As his overheads mounted and financial backers pulled out, Mr Selfridge continued to invest in advertising and networking with connected journalists. Bill Gates apparently famously (among PRs anyway) said if he was down to his last cent he would spent it on PR. Both icons have secured their place in history as a result of sharp business acumen and wanting to share it with the world.
It’s debatable if entrepreneurs are born or made, but what is clear is that the brightest blaze a trail from an early age. Episode one of Mr Selfridge makes reference to his first job selling newspapers, and it’s been suggested he was editor of his own publication aged 12. I’m sure if he had been born in our time, you would be reading his blog along with that of Ophelia Horton, a pre-teen fashion blogger of the same age who shot to fame in 2011 for sitting front row at London Fashion Week.
Like all successful entrepreneurs, Harry had more than the trick of turning an idea into an enterprise up his sleeve. Selfridge prevailed in marketing, famously coining the phrase that “the customer is always right” as well as “only ‘X’ shopping days until Christmas”. An adage Don Draper’s fictional character would have been proud of, it remains among the most widely practiced marketing tactics alive today. The only thing I presume that could be beyond his comprehension, was how early the Christmas season started last year.
As I have written about previously on the Firefly blog, era defining entrepreneurs go beyond spotting a gap in the market and strive to impart social and economic development. In the noughties of the 19th century, women’s emancipation from traditional roles had evolved, with women of established wealth and social stature gaining unprecedented influence. The pilot episode introduced two contrasting female characters in this light that look set to have important roles in the store’s development as the series plays out. Avoiding politics and infidelity at the time of writing, Selfridge’s stated ambition was for “people to buy things they didn’t know they wanted”. Steve Jobs used this ethos to redefine Apple by pairing today’s seductive tech aesthetics of visual and functionality design. With the invention of choice, perceived value and convenience, the modern consumer culture was born.
More than pure sympathy for the suffragettes that had gone before, Selfridge realised this movement was the key to keeping customers in his new department store. There’s a scene in the pilot episode in one of the lavish restaurants and a window display plot line which Selfridges is still famous for today. The light bulb moment for his department store vision in London, it is now a mainstay in modern department stores is to promote his strategy of enticing customers in and keeping them there for as long as possible.
Selfridges’ technology footprint is also notable. We’ve been treated to a revolutionary sprinkler system already and Selfridge also saw the importance of the telephone in customer service. Dialling ‘1’ meant anyone in the UK would be connected to Selfridges’ telephone operators. He also submitted planning permission for a Tube station to be built under his store. While that didn’t come to fruition, the world’s hyper luxury department stores and shopping centres of today all have this infrastructure built in to their blueprints.

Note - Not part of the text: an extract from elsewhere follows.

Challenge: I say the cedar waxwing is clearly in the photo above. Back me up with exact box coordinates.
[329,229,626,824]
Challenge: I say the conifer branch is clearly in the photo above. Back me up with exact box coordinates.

Having worked in retail PR for half of my professional career, I have always admired the Selfridges brand and shopping experience, but knew little of its heritage as a location for pioneering commerce. In the past, if I wanted a heritage shopping experience in London I would seek out the creaking floorboards of nearby Liberty’s. Last weekend I decided it was time for a trip to Selfridges to look for the first time at what remains of Harry’s vision for his department store when he moved to the UK from America in 1907. I didn’t come away with many shopping bags, but at least Mr Selfridge can take comfort that I’ll now be talking more about his brand as well as participating in the costume period office banter.